Luke S.

"I did not intend to study it for four years, but once I started, my interest in the language and culture of Japan grew, and I surprised myself by keeping at it and majoring in it."


Major(s) and Certificate(s): Japanese, History; European Studies

Language(s): Japanese

Graduation Year: 2013

What motivated you to study this/these languages?

My initial motivation was a desire to jump into a difficult language that was much more different than English compared to Romance languages (or German, which I studied in high school). Something with a different writing system was a plus! This gave me an easy shortlist of options, and I settled on Japanese given some minor cultural exposure as a kid watching animated shows on TV. All that said, I did not intend to study it for four years, but once I started, my interest in the language and culture of Japan grew, and I surprised myself by keeping at it and majoring in it. I never actually studied abroad (which I regret), but I was able to live and work in Japan later on after graduating.

What do you remember about your UW language classes? How were they different from other classes you took?

I primarily remember the long hours and intensity of classes! My first two semesters of Japanese included 8 hours of class per week, which was by far my most time-intensive coursework at UW. I didn’t know about Madison’s reputation for having a great language program before I studied there, but it really showed through the classes. I really liked the discussion sections in particular, with great TAs helping us put into practice what we covered in the large group lectures.

What have you done in a professional capacity since graduating from UW-Madison?

After graduating, I worked some service industry jobs before deciding that I wanted to work abroad in Japan. I was outside the annual application window for the Japan Exchange and Teaching Programme (JET), so I applied for private sector English-teaching jobs and landed a position in Saitama Prefecture, just north of Tokyo. I taught English for three-and-a-half years there before returning to the US for graduate school. I studied international relations at Georgetown University in DC, and then started a government contract job doing foreign assistance program management at the State Department. I recently became a Foreign Service Officer and am in Chinese language training at diplomat school, before I move abroad again to work at the U.S. Consulate General in Shanghai, China.

What are ways, either expected or unexpected, that your language study has benefited you in your career?

Language study directly enabled my ability to work abroad, and it also turned out to be essential for the international affairs master’s program I ended up doing in DC. My language skills helped me land a couple of internships in school, and also contributed to my successful bid to become a diplomat at the State Department. I am now studying languages again for my current job!

How have you maintained or improved your language(s) since graduation?

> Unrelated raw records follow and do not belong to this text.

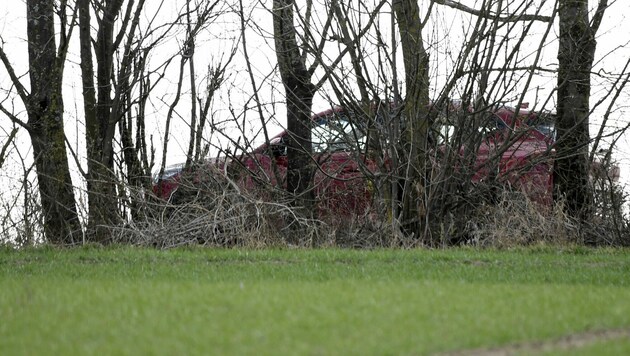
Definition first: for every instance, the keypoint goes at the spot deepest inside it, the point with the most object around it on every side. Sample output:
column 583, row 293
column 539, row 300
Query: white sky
column 442, row 36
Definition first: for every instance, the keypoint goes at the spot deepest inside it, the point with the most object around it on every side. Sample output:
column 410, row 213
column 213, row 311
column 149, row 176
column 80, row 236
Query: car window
column 336, row 133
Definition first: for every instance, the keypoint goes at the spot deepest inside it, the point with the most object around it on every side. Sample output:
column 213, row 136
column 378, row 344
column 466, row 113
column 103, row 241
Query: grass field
column 128, row 301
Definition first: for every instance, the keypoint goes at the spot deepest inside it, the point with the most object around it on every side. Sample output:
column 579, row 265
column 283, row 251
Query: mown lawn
column 128, row 301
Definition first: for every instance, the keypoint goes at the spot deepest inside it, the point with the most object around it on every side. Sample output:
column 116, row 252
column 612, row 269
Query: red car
column 340, row 183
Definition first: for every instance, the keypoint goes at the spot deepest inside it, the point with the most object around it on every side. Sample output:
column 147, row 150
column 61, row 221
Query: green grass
column 200, row 301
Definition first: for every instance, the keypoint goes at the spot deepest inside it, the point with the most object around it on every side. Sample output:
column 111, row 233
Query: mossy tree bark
column 299, row 90
column 575, row 58
column 415, row 117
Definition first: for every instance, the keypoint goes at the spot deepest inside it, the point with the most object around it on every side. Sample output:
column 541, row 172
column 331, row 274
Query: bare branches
column 492, row 15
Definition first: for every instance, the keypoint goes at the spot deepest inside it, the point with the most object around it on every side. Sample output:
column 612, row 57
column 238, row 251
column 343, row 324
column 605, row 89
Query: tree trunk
column 575, row 58
column 99, row 118
column 415, row 117
column 299, row 95
column 45, row 119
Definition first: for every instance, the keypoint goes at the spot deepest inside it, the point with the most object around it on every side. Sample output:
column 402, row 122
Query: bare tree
column 576, row 54
column 299, row 90
column 45, row 109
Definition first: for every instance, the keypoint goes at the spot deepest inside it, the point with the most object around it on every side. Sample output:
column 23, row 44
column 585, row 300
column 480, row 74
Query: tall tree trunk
column 45, row 118
column 299, row 95
column 416, row 120
column 575, row 57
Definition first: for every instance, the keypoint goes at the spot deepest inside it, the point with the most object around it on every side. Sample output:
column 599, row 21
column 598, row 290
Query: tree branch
column 489, row 15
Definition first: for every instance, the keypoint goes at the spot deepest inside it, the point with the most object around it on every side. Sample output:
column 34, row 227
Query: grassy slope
column 138, row 301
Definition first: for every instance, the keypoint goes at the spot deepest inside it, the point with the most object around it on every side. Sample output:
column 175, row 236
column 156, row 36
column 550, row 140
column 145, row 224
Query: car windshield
column 336, row 133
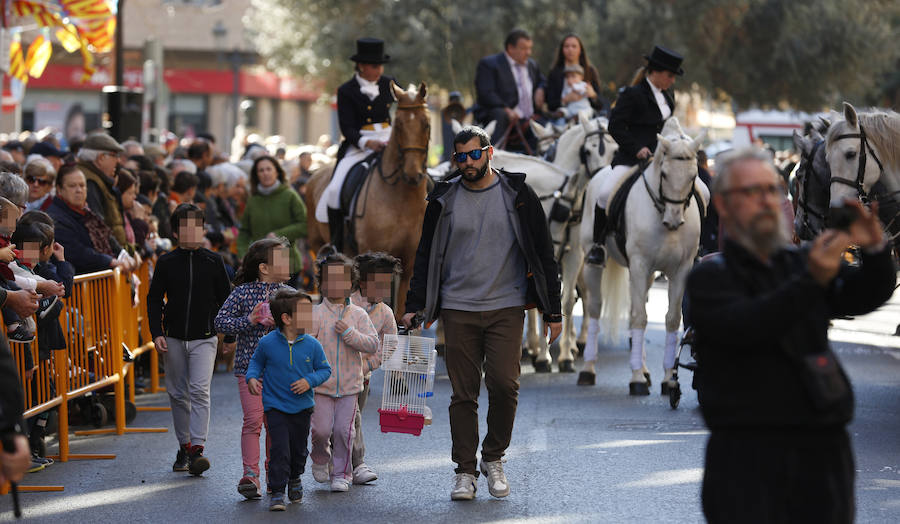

Maintaining language skills can be difficult! I had a two-year gap between undergrad and moving to Japan, and I lost a lot of my previous vocabulary. I primarily did self study while living in Japan to help bolster my abilities, but it helped a lot that I was living in Japan and had natural language immersion. After returning to the US, I was in graduate school and had opportunities to join some Japanese conversation groups with undergrad language students. I also did an internship in Tokyo following my first year of school, so I could maintain/work on my language there. Since then, I have had to just do some occasional practice through watching tv/movies in Japanese or listening to news podcasts.

What advice do you have for students who are studying language(s) about how to incorporate their interests and skills into their future goals?

First, I highly recommend putting the time in during undergrad to get to know your language well. Study outside of class more! I wish I had done a better job while in school, instead of having to catch up by putting in extra time after work later on after graduation. Second, definitely study abroad if you have the opportunity to do so. Immersion in-country was by far the best way for me to learn.

As far as future goals go, you would be surprised how many options there are to make use of language skills! I suggest not turning up your nose to something you don’t think you’d want to do long-term if it will provide more opportunities in the future. I personally struggled to decide what to do after graduating, and I had zero desire to become an English teacher like some of my fellow classmates. However, it is one of the easier straight-out-of-undergrad jobs to get abroad, and it is something that opens a lot of doors. I ended up regretting not applying for a teaching job sooner! It gave me significant work experience abroad, and I was able to explore my career interests over time while continuing to work on my language abilities. Teaching can also be a great stepping stone while you work on personal creative passions or build up your resume for more difficult language-specific careers to break into, such as translation.